5

I need to boost my python application. The solution was supposed to be trivial:

import time
from multiprocessing import Pool


class A:
    def method1(self):
        time.sleep(1)
        print('method1')
        return 'method1'

    def method2(self):
        time.sleep(1)
        print('method2')
        return 'method2'

    def method3(self):
        pool = Pool()
        time1 = time.time()
        res1 = pool.apply_async(self.method1, [])
        res2 = pool.apply_async(self.method2, [])
        res1 = res1.get()
        res2 = res2.get()
        time2 = time.time()
        print('res1 = {0}'.format(res1))
        print('res2 = {0}'.format(res2))
        print('time = {0}'.format(time2 - time1))



a = A()
a.method3()

But every time I launch this simple program I get an exception:

Exception in thread Thread-2:
Traceback (most recent call last):
  File "/usr/lib/python3.2/threading.py", line 740, in _bootstrap_inner
    self.run()
  File "/usr/lib/python3.2/threading.py", line 693, in run
    self._target(*self._args, **self._kwargs)
  File "/usr/lib/python3.2/multiprocessing/pool.py", line 346, in _handle_tasks
    put(task)
_pickle.PicklingError: Can't pickle <class 'method'>: attribute lookup builtins.method failed

It seems python can't parallelize class methods. I have been desperately googling the whole day but I still don't understand how to work it around (possibly I was googling not enough good). Python multiprocessing documentation seems to be very poor.

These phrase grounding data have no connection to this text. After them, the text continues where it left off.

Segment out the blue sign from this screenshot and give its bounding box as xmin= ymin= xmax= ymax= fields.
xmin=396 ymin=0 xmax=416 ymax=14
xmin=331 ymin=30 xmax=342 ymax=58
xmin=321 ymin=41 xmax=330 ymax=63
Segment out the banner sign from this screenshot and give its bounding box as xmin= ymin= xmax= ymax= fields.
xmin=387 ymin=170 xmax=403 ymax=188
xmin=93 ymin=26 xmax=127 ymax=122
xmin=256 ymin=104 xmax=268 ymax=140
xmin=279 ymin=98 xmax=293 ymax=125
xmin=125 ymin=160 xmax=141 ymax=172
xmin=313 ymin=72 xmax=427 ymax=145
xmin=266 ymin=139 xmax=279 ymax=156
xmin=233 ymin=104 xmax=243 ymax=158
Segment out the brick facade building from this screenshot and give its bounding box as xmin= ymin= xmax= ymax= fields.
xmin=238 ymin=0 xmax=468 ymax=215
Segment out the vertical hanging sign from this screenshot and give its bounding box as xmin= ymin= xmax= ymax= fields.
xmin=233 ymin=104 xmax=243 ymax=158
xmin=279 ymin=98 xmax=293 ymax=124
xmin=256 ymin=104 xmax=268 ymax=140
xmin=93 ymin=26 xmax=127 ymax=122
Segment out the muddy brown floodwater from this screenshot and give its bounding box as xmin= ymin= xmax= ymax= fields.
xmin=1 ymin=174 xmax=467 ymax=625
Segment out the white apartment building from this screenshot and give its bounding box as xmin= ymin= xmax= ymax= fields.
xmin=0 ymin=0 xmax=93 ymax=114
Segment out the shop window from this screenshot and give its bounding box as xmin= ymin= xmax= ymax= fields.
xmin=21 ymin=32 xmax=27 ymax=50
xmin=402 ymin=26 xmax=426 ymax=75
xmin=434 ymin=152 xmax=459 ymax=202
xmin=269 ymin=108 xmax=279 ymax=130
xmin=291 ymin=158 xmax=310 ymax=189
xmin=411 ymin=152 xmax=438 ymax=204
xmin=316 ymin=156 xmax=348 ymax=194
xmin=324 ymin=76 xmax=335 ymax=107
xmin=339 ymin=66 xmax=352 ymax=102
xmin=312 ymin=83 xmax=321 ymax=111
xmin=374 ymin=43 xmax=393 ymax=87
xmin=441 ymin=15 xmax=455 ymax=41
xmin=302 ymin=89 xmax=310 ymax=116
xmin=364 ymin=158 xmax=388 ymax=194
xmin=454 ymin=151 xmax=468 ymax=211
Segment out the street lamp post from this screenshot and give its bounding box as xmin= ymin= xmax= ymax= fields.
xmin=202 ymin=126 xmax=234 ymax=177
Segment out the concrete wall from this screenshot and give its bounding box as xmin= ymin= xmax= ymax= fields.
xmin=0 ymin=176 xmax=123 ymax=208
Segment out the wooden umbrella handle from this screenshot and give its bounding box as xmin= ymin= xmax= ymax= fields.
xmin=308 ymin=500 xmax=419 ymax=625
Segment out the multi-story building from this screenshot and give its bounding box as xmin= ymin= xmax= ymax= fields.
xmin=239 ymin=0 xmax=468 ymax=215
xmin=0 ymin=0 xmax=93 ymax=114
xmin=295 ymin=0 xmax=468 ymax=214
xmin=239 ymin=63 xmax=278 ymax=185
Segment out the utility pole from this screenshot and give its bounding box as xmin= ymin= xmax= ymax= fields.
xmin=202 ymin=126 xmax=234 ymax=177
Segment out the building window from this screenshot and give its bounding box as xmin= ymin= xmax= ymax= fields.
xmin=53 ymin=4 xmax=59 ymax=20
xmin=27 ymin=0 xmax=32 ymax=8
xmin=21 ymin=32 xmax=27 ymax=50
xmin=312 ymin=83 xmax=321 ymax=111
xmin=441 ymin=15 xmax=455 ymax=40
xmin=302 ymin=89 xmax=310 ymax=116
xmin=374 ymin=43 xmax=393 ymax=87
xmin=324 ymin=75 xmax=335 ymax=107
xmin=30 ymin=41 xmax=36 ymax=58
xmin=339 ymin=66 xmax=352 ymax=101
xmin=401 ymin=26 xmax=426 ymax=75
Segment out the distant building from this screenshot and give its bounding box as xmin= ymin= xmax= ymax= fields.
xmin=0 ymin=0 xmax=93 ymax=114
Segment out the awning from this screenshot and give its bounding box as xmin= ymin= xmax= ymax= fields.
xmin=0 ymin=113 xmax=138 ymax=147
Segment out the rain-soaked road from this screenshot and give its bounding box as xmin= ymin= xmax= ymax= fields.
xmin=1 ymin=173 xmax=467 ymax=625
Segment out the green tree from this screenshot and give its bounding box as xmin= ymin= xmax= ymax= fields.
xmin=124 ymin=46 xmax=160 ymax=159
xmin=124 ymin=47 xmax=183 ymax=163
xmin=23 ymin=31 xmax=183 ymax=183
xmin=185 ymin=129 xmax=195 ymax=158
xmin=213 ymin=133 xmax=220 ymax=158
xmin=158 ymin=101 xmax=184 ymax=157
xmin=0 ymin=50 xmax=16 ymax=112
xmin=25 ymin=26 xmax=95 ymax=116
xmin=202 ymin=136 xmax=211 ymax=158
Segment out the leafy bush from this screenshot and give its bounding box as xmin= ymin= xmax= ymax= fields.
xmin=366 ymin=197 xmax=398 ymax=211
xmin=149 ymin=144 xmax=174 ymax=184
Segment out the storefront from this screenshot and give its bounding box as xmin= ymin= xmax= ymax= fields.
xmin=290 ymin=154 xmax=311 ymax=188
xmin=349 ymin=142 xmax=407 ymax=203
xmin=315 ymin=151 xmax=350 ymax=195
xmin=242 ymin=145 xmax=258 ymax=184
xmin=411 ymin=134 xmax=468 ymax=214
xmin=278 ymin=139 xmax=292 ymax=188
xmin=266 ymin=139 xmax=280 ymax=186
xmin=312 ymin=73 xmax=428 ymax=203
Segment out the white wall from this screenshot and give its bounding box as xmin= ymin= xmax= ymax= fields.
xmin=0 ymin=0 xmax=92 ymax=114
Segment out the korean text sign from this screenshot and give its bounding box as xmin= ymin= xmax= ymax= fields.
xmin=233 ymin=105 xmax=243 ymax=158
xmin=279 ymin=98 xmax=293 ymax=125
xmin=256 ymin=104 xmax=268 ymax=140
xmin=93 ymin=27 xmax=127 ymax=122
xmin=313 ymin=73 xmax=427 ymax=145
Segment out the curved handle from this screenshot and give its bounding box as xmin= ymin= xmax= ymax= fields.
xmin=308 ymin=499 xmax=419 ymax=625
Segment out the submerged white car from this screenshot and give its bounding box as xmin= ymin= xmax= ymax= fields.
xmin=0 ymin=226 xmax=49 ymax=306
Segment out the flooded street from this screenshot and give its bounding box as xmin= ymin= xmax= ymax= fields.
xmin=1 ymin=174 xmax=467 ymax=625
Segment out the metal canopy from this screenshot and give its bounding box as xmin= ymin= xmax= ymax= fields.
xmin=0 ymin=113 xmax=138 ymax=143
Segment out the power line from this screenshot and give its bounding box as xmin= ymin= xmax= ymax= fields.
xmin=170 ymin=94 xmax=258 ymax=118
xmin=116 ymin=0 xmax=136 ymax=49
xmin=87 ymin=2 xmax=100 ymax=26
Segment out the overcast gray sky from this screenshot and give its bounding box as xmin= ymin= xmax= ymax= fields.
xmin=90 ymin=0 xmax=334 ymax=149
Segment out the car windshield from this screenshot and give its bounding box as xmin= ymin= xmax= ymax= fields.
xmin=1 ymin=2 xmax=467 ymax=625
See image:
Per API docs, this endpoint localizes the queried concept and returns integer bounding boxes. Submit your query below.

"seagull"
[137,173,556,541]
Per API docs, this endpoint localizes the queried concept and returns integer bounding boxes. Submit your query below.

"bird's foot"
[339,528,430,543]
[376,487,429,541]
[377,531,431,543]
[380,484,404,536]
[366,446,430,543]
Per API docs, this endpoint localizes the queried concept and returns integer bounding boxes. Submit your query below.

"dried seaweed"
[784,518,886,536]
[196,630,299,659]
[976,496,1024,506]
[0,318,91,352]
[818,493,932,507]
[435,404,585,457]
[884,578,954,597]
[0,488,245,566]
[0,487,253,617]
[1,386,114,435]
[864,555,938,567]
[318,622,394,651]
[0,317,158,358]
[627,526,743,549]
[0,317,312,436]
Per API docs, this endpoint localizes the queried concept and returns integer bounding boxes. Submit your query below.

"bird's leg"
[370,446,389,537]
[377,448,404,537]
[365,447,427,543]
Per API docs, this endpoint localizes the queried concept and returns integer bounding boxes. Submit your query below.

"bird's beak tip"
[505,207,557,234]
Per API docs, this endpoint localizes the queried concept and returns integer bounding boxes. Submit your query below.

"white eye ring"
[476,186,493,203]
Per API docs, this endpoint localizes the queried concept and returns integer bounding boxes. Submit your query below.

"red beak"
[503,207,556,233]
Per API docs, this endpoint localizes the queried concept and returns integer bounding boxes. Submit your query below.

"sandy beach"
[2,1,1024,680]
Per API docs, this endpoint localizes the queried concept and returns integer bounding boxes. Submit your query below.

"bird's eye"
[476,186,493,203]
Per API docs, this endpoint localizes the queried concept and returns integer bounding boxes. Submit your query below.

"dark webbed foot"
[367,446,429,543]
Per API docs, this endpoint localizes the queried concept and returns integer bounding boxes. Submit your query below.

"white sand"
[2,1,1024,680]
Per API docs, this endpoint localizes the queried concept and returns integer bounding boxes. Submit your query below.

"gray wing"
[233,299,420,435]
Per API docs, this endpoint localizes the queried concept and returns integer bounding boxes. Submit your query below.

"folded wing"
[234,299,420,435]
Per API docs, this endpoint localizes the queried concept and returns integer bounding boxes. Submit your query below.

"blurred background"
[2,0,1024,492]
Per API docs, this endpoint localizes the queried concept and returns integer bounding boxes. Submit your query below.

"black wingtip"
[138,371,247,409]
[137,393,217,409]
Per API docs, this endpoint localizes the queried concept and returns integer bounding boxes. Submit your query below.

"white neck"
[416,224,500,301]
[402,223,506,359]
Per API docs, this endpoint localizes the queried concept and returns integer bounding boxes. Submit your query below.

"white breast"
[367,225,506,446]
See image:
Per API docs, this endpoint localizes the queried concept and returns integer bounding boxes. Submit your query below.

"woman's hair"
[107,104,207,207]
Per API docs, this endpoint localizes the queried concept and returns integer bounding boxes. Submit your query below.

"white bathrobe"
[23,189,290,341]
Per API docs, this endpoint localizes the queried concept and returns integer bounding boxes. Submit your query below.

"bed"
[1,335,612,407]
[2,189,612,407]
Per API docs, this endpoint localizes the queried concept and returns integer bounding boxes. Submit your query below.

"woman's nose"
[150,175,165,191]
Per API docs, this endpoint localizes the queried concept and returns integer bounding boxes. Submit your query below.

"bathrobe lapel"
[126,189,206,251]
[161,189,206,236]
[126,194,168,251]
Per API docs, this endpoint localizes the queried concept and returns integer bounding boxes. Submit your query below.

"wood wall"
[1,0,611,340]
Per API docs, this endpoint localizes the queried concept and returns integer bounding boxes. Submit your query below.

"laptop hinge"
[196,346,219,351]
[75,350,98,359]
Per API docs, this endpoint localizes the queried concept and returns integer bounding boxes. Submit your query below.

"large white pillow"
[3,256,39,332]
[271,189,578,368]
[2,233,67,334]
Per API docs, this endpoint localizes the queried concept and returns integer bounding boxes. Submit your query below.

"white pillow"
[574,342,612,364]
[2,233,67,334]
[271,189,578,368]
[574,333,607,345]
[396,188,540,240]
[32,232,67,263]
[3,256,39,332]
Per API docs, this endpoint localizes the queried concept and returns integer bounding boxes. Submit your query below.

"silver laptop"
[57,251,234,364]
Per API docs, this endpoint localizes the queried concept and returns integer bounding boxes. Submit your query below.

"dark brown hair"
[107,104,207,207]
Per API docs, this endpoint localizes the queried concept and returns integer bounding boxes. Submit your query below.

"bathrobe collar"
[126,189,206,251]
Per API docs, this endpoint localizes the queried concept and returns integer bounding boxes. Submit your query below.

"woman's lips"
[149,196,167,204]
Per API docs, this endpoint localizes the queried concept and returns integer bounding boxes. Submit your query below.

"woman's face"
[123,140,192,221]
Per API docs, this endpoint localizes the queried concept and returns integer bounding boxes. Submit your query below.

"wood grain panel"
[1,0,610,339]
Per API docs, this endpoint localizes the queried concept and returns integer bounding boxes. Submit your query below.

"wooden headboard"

I don't want to destroy my class separating it on global methods. The following code seems to be workable:

class B:
    def method1(self):
        time.sleep(1)
        print "B.method1"
        return "B.method1"

    def method2(self):
        time.sleep(1)
        print "B.method2"
        return "B.method2"

def method1(b):
    time.sleep(1)
    print('method1')
    return  b.method1()


def method2(b):
    time.sleep(1)
    print('method2')
    return  b.method2()


def method3():
    pool = Pool()
    time1 = time.time()
    b = B()
    res1 = pool.apply_async(method1, [b])
    res2 = pool.apply_async(method2, [b])
    res1 = res1.get()
    res2 = res2.get()
    time2 = time.time()
    print('res1 = {0}'.format(res1))
    print('res2 = {0}'.format(res2))
    print('time = {0}'.format(time2 - time1))

method3()

But I still don't understand how to make python parallelization work inside a class method. Could someone help me to work around this obstacle? Possibly there are other ways of parallelization I don't know that can be applied in this case? I need a workable code as an example. Any help would be greatly appreciated.

Lucky Man
  • 1,488
  • 3
  • 19
  • 41
  • 1
    I might be dumb but what's the point of parallelizing instance methods anyway ??? You certainly don't want your processes to share the same mutable state (the instance's state), and if you don't have a mutable state to share all you need is either a plain function or eventually a class with classmethods / staticmethods only (if you have a use for type-based dispatch). – bruno desthuilliers May 11 '15 at 11:31
  • Your first example works fine when I run it with Python 2.7.6, on an Ubuntu machine. – Emile May 11 '15 at 11:42
  • 1
    Multiprocessing relies on pickling to pass functions around, the object being pickled must be capable of being referred to in the global context for the unpickle to be able to access it, hence your instance methods not being allowed. I can't see a problem with your second example, unless you can give a reason to use a class why is one needed? – gonkan May 11 '15 at 11:46
  • bruno desthuilliers, You are absolutely right. But it is just a simplified example. My real class is much more bigger. In my case sharing of clases' internals is OK because methods I want to parallelize don't modify it's state. They only analyze some fields, arrays (a lot of things) and return result. It is quite big but solid class (about 500 lines) which is used in other module. I think it is better to encapsulate parallelizing in it not changing it's interface. But of course if it isn't possible, I will do it. – Lucky Man May 11 '15 at 12:00
  • Emile, Sounds great, I have a Python 2.7.3. I'll try to install a new version. – Lucky Man May 11 '15 at 12:02
  • 2
    @LuckyMan: if all you need is read-access to the instance's state, you can explicitely pass it to plain functions don't you ? Also remember that you can still make these functions methods of the class just by making them attributes of the class too. – bruno desthuilliers May 11 '15 at 12:20
  • gonkan, I am a newbie in Python parallelization. I have no idea what pickling is. It was quite surprising to see such exception :) I just wanted to boost my class' method without changing anything else. – Lucky Man May 11 '15 at 12:22
  • bruno desthuilliers, You mean my second example? Yes I can do it. As for atributes I should investigate it. Thanks for tips. – Lucky Man May 11 '15 at 12:26
  • Emile, Sorry the first example was a bit wrong. I have already modified it. Python3.2 still prints pickling error. – Lucky Man May 11 '15 at 12:35
  • @Lucky Man - https://docs.python.org/3/library/pickle.html, it's just a way of serialising an object in python, it's not specific to Multiprocessing. – gonkan May 11 '15 at 14:00
  • Does this answer your question? [Can't pickle when using multiprocessing Pool.map()](https://stackoverflow.com/questions/1816958/cant-pickle-type-instancemethod-when-using-multiprocessing-pool-map) – Abdulrahman Bres Jul 06 '21 at 10:41

0 Answers0